Since I was working now, I could afford to take care
of the people who have supported me through my trying time. Caesar was easy. You
could never go wrong buying him Cuban cigars.

Khalil, on the other hand, wasn’t as easy. He would
require more thought because it’s hard to shop for someone who already has
everything.  I decided to buy him a plane ticket to visit his momma in Phoenix.  You couldn’t go wrong getting either of my dudes a plane ticket because
those cats got it in on the frequent flyer and buddy pass programs.

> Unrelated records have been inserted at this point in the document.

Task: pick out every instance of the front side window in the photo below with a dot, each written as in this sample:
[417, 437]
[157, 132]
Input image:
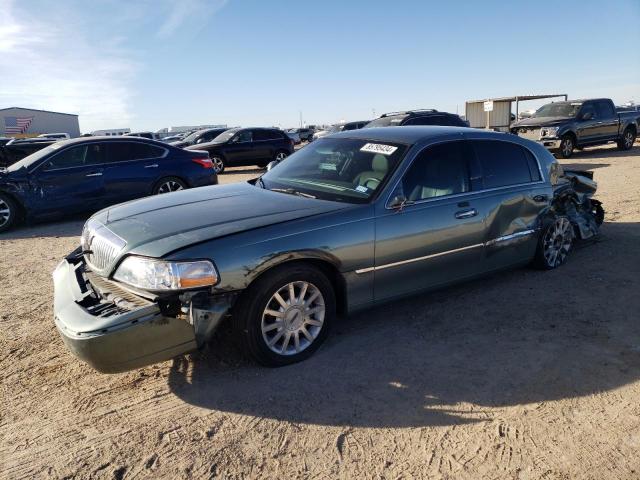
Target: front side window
[90, 154]
[504, 164]
[437, 171]
[338, 169]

Cez had been to London a few times, as well as Tokyo, Malaysia, Rio, Prague, and Dubai.  Khalil travelled in a more intellectual
circuit of Paris, Moscow, Istanbul, and Cape Town.   Unfortunately I
couldn’t afford to send him where he really wanted to go: Bangkok.

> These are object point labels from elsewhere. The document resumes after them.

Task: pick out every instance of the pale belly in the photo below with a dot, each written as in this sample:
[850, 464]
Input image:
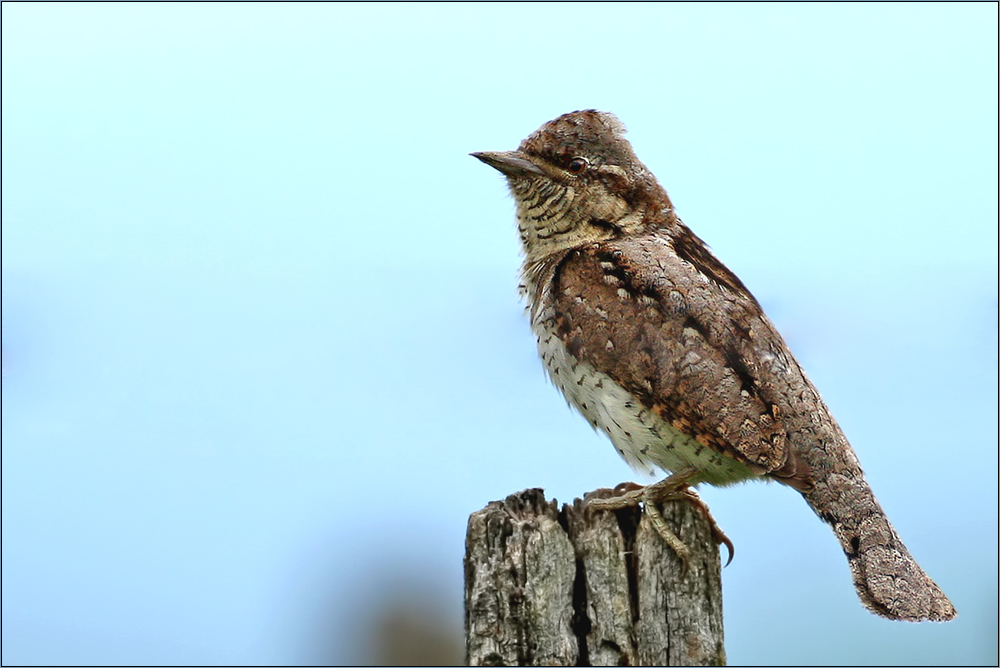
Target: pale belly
[644, 439]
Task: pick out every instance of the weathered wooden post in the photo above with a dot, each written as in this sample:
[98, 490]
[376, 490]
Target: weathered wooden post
[564, 587]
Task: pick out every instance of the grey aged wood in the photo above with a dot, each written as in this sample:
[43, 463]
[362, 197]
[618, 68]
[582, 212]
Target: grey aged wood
[564, 587]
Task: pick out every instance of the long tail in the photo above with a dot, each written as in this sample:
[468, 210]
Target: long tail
[889, 581]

As I patiently waited for them to finish getting
their nicotine fix, it would be just my luck to run smack into Rain and one of
her girlfriends as they were leaving the bar. I was taken aback; embarrassed
actually, because of the company I was keeping that night.

“What’s good Rain?”

“Well, if it isn’t Dapper Carter.”

“How have you been?”  I asked.

“Good.”

I was looking for something to break the ice with
and alleviate the uncomfortability of the situation. So I said the only thing I
could think of.

“So…you still not eating meat?” As soon as the words
left my mouth I knew I sounded like an idiot. 

“No. I still don’t eat meat.”  She was amused,
in fact, and gave a feeble chuckle. I tried to play it cool, but already I
could sense what was coming next, so I braced for it. I could see it in her eyes.

“So, who are your friends?”

I felt like she hit me with a sledgehammer in the
chest. Hesitantly, I answered, “This is Becky and Daphne.”

“You're friends with Dap? Isn't he just the
coolest?”

A slight smile pursed Rain’s succulent lips as she
spoke. “Yeah, he's pretty cool.”

The girls giggled nauseatingly like drunken
schoolgirls.

“Becky? I think I know you from somewhere. Didn't we
take an ethics in business class at Columbia?”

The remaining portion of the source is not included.